Get your sinister laugh ready…for only $34 a month, you too can be a bad guy. According to the new cyber report from Deloitte, the entry level cost to enter a life of cyber-crime is so shockingly low that just about anyone can jump on the evil bandwagon.
According to KnowBe4, “When you picture a cybercriminal organization today, you should be thinking about a group of individuals who run their operations like a business; concerned with profit and loss, looking for ways to execute as inexpensively as possible, while yielding the largest return. But what you don’t necessarily need to have in that vision is an organization with a large cash reserve.”
Deloitte’s recent report, Black-market ecosystem: Estimating the cost of “Ownership”, suggests that the cost of running a campaign is so low, it’s downright reasonable as a business model for even the smallest cybercriminal business.
At this cheap price, I could get my nails done or hack a few businesses on a Saturday afternoon.
Here are the entry level costs:
The numbers lead us to a few conclusions:
Crime Will Spread: Cybercriminals have discovered the franchise model. They are now in the business of building evil tools and selling off their use. Ouch…
Lines are Blurring Between Good and Bad: It’s incredibly cheap for anyone wanting to engage in cyberattacks to do so without incurring a ton of cost up front. This incentivizes desperate people in suffering economies to choose to forage instead of to produce-to pick crime instead of a life of integrity.
Security is Never More Crucial: Gone are the days of hiring your 20 year old nephew to handle your IT. Simple security measures will no longer cut it.

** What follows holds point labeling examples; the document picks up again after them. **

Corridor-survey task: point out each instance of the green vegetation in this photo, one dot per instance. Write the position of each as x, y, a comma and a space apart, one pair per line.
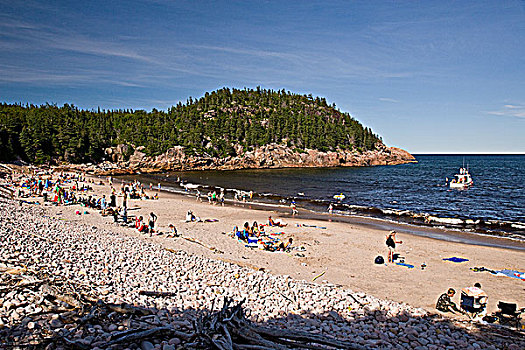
212, 125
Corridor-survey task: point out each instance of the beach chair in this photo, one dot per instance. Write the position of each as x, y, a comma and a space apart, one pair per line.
509, 314
473, 302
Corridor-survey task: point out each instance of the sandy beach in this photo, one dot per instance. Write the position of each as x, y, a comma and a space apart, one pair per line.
343, 253
64, 264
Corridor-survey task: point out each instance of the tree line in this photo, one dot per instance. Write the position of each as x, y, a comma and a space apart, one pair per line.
213, 125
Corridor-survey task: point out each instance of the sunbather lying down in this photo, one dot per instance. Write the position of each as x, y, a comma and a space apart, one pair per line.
276, 222
190, 217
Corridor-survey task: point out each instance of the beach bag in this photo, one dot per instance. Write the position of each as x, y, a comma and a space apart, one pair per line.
379, 260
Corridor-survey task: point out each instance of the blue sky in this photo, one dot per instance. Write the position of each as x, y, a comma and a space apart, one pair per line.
428, 76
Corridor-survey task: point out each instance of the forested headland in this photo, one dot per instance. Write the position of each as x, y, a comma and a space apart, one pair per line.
211, 126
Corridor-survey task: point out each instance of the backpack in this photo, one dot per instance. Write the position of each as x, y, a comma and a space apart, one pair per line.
379, 260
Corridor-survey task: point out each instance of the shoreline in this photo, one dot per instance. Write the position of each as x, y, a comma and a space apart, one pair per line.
434, 232
112, 265
464, 229
344, 252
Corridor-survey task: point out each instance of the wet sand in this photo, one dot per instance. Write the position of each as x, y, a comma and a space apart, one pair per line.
343, 252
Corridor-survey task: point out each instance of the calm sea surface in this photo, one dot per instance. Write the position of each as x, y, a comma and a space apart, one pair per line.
496, 202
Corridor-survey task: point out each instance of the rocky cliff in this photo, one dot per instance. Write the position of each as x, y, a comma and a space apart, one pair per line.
268, 156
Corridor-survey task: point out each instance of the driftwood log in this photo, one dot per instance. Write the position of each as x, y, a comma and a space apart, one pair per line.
229, 329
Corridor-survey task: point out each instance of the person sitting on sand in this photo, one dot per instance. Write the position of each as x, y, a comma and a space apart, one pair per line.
172, 231
247, 229
255, 229
285, 246
391, 244
152, 221
445, 304
276, 222
140, 225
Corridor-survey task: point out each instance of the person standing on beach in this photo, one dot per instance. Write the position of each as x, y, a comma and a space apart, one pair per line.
391, 244
152, 221
294, 208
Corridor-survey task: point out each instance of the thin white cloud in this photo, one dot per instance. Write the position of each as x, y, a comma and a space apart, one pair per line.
510, 110
386, 99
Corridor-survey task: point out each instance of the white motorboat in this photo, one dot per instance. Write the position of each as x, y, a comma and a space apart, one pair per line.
339, 197
462, 180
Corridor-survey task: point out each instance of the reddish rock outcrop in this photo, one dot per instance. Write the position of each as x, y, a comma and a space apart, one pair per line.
268, 156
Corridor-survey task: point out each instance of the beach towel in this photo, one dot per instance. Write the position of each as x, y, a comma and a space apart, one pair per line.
456, 259
511, 273
321, 227
405, 265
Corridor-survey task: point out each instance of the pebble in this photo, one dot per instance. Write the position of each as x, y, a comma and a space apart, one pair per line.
131, 264
146, 345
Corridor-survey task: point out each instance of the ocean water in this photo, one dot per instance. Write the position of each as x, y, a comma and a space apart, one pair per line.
407, 193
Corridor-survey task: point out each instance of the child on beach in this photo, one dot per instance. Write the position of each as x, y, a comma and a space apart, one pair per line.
172, 231
391, 244
152, 221
277, 223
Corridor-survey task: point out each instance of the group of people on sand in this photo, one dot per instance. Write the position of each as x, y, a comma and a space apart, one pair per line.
256, 234
474, 304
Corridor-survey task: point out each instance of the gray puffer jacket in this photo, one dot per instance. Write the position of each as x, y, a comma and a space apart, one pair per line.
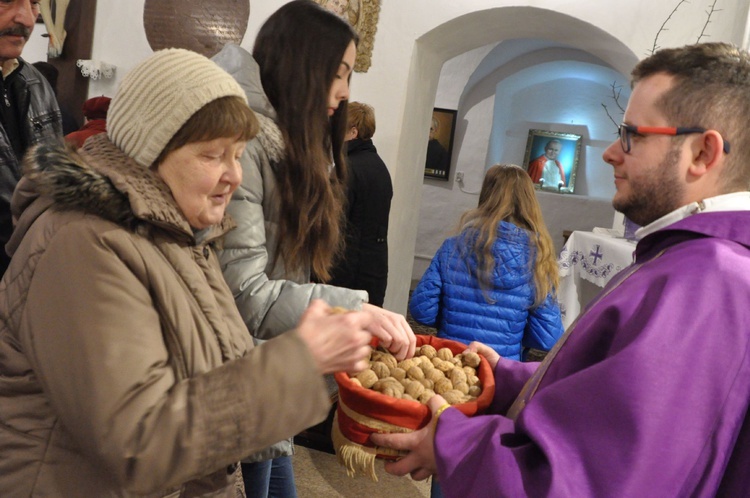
271, 298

Cybercriminal organizations are in the market competing for the sales of their criminal products(just like the good guys) – and that means they are developing the most effective and impactful bad guy software possible, and improving on it daily.
What to do?
To combat the cyber crime invasion, businesses need to have a layered defense in place that includes protecting the entire perimeter (email and internet), the endpoint (anti-virus, endpoint protection, etc.), and the user (with Security Awareness Training). Using a multi-layered defense that includes the user, organizations reduce the risk of the majority of attacks that rely on social engineering (e.g., phishing, vishing, and smishing) to compromise endpoints or users.
Because money is no longer a barrier to hackers and the threat of crime is increasing daily, organizations need to be more prepared than ever to defend their business.